Per politica industriale intendiamo una programmazione di medio-lungo periodo in cui servizi, aiuti, politiche di incentivazione e, perché no, rapporti internazionali vengono indirizzati a ottenere risultati che riguardino tutto o una parte del sistema industriale.
Un esempio l’abbiamo avuto dalla Germania che, sia pure con decisioni discutibili e pericolose, ha pianificato negli ultimi decenni una politica industriale basata su tre pilastri: delocalizzazione nei paesi dell’Est europeo (soprattutto Polonia, Slovacchia e Croazia), energia a basso costo grazie al gas russo (come non ricordare i gasdotti nel Baltico?) e con rapporti commerciali privilegiati con il mercato cinese (la Germania esporta in Cina 106 miliardi di beni a fronte dei 16 dell’Italia).
In Italia invece abbiamo sempre considerato la politica industriale come una sequela di interventi ex post, cioè dopo che la crisi è scoppiata e il cui scopo è quello di salvare posti di lavoro o ditte decotte.
Abbiamo due esempi clamorosi: Alitalia e Ilva.
- l’Alitalia, vittima di una politica industriale e del personale dissennata (basti pensare allo spostamento di decine di aerei a Malpensa con il relativo personale che, ogni giorno, doveva volare da Roma a Milano per prendere servizio o a sedi, vedi Lagos, rimaste aperte per anni quando nessun aereo vi atterrava più) è costata a noi contribuenti più di dieci miliardi e ora sotto forma di Ita continua a perdere circa un milione al giorno in attesa di essere conglobata da Lufthansa.
E come esempio di non politica industriale ecco che Ita abbandona anche l’ultimo volo da Malpensa a New York: uno dei mercati più ricchi d’Europa volerà negli Usa con una delle sei compagnie estere che fanno servizio diretto.
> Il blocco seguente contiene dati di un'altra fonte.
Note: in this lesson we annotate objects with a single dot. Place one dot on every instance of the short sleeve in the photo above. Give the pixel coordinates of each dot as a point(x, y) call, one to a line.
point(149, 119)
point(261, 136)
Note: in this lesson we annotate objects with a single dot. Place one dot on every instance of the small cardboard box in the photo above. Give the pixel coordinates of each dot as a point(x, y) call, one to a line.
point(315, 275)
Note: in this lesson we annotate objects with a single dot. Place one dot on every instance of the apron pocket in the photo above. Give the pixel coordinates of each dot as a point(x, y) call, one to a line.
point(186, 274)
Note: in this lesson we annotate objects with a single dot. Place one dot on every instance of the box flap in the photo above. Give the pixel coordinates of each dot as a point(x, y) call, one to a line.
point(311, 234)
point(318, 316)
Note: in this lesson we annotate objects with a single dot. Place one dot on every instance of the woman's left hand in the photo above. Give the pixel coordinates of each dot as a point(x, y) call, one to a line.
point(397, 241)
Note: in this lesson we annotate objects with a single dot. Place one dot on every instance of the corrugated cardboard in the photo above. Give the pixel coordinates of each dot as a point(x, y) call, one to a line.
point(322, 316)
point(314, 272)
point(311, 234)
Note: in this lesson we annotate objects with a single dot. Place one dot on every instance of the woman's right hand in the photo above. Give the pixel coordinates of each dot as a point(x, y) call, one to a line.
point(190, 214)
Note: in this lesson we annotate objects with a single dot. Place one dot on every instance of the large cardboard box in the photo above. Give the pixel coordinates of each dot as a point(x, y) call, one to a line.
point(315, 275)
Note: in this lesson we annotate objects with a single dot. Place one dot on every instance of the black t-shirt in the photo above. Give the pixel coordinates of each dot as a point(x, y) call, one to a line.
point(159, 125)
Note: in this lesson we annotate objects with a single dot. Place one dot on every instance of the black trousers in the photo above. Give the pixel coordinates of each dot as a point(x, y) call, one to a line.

O crediamo che un manager italiano preferisca volare sino a Roma per cambiare volo anziché utilizzare un volo diretto?
Ecco l’esempio di un mercato ricco e profittevole come quello dei viaggiatori business abbandonato alla concorrenza mentre si prospetta agli ex dipendenti Alitalia un altro anno di cassa integrazione dopo gli otto già goduti. - L’Ilva è nata come progetto di politica industriale, questo sì un buon esempio, che utilizzava uno stabilimento nato in riva al mare per produrre quell’acciaio che costituisce ancora adesso un elemento fondamentale dell’industria metalmeccanica (che in Italia resta una delle più forti al mondo).
Poi è andata via via spegnendosi a colpi di passaggi di proprietà, sequestri di tribunali, fino a essere ceduta a un’Arcelor-Mittal che aveva chiaramente uno scopo: quello di cancellare o per lo meno ridurre le dimensioni di un concorrente sul mercato.
Risultato: una delle più grandi acciaierie europee ridotta al lumicino e a pietire qualche finanziamento per riuscire a pagare i fornitori. Prospettive future: nuova cassa integrazione e finanziamenti a fondo perduto.
Sono conseguenze inevitabili della mancanza di una politica industriale vera: quella che crea aziende efficienti e posti di lavoro stabili e sicuri e non salva aziende decotte per mantenere posti di lavoro effimeri e destinati a pesare sull’economia della nazione.